Up to 50,000, mostly young, demonstrators marched through the Left Bank of Paris yesterday and a total of more than 400,000 protested in other large French towns.

The Paris demonstration, from Place de L'Italie to Les Invalides, was largely peaceful but took place in an atmosphere of deep tension. The multi-racial groups of youths from the poor suburbs ran through the march, mugging other young demonstrators for their mobile phones. Other protesters went out of their way to respond to suggestions that the student revolt of March 2006 is a grim affair, much less joyful and idealistic than the student rebellion of May 1968.

Many marchers wore stickers proclaiming not a Grève Générale (or general strike) but a Rêve Générale or General Dream.
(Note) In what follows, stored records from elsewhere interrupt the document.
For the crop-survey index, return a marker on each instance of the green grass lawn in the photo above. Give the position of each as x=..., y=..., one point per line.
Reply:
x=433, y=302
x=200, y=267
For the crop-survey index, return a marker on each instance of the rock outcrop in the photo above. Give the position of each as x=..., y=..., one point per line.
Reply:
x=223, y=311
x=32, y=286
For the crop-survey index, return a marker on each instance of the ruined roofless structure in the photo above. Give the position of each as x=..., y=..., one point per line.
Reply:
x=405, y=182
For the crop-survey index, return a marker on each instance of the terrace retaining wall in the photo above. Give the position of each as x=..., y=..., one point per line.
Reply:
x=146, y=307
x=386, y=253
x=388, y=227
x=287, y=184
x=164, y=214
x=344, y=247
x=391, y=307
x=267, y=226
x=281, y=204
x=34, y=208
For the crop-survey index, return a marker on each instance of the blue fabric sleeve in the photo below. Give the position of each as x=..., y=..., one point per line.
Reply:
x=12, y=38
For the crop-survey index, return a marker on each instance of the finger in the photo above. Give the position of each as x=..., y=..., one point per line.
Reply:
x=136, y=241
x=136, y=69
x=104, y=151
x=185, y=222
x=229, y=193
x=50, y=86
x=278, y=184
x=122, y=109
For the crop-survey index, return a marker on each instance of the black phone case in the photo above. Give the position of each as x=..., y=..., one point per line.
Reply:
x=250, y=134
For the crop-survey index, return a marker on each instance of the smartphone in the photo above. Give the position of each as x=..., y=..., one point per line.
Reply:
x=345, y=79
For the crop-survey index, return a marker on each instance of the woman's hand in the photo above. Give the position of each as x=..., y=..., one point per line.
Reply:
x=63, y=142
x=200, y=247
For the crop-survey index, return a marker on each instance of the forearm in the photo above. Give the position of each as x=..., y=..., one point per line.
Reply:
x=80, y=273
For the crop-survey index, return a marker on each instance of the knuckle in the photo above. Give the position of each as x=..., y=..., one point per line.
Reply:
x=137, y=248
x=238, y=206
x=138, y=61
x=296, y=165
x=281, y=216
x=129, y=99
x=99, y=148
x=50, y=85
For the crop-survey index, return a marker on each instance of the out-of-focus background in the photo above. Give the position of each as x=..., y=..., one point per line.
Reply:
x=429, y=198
Other demonstrators carried placards accusing the jobs law of making the young into a "Kleenex" generation or spreading precarité or insecurity. Some scrawled slogans called for an end to capitalism; to the destruction of the "wage-earning principle"; and even attacking the idea of work itself.

March of the protesters

* 7 MARCH

At least 100,000 take part in rallies in Paris, Rennes, Marseilles, Grenoble and Nantes. Dominique de Villepin defends the First Employment Contract, saying that France must be brave and take steps to keep moving forward.

* 11 MARCH

Riot police grapple with protesters at the Sorbonne in Paris and storm the university to drive out students who have been inside for three days.

* 16 MARCH

At least 250,000 rally across France in demonstrations which flare into violence in some parts.

* 18 MARCH

Hundreds of thousands of people march peacefully through French towns and cities. In Paris more than 300,000 turn out.

* 19 MARCH

Riot police use tear gas and water cannon against protesters in Paris. More than 160 are arrested after vehicles are set on fire as youths clash with police.

* 20 MARCH

Unions and students call for a strike on 28 March. Government insists it will not withdraw the measure.

* 22 MARCH

De Villepin says he will be flexible on part of the law but refuses to abandon the contract entirely.

* 23 MARCH

In Paris, cars and a building are set alight. Clashes reported across the city.